At first, Royce believed that his illness was a punishment from God. He blamed himself for not being good enough – as a husband, a father, a son. He felt that cancer was God’s wake-up call, but oh how harsh a wake-up call it was.

Just before his illness, Royce’s business had failed, so now not only was he terminally ill, but he was financially in dire straits as well. He was angry with himself and railed against the injustice of it all.

He wanted to be there for his family – to see his daughter finish her A levels, see his younger son graduate and find a good job, and perhaps see his older son get married.

Knowing that he would likely leave them with his business debts as well as his whopping medical bills simply added to his guilt and rage.

But both Royce and Merle are fighters. Neither would give up or give in to the disease. Whatever hope that the doctors could hold out to them, they grabbed at.

Royce went through chemo twice, tried different experimental drugs, was in and out of hospital, suffered through bouts of bloating, vomiting and constant pain. And Merle was with him every difficult step of the way.

She prayed.
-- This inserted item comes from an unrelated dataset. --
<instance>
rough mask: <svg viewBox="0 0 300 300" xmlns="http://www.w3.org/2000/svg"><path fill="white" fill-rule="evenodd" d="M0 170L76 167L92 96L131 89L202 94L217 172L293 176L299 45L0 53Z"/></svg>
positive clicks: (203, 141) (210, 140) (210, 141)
We all did.

But she was the one who fed him, nursed him, washed him, listened to his medication-fuelled hallucinations and scolded him when, in his darkest hours, he blamed himself, questioned God and talked about wanting it all to end.

In the middle of all this turmoil, they also had to give up their beautiful home in order to pay off the bank, and move into a rented apartment that they could barely afford when the medical bills began to pour in.

They scrimped and saved for each month’s rent and every new round of treatment and experimental drugs.

And his three children grew up overnight. Forced to look Death in the face, they, like their parents, refused to give up hope.

The first time that we went to see Royce in hospital was the most difficult.

What do you say to a beloved family member who, in one fell swoop, has lost both his wealth and his health? How do you look someone terminally ill in the face and smile? What can you talk about after you’ve asked him how he is?

Somehow, we got through the motions.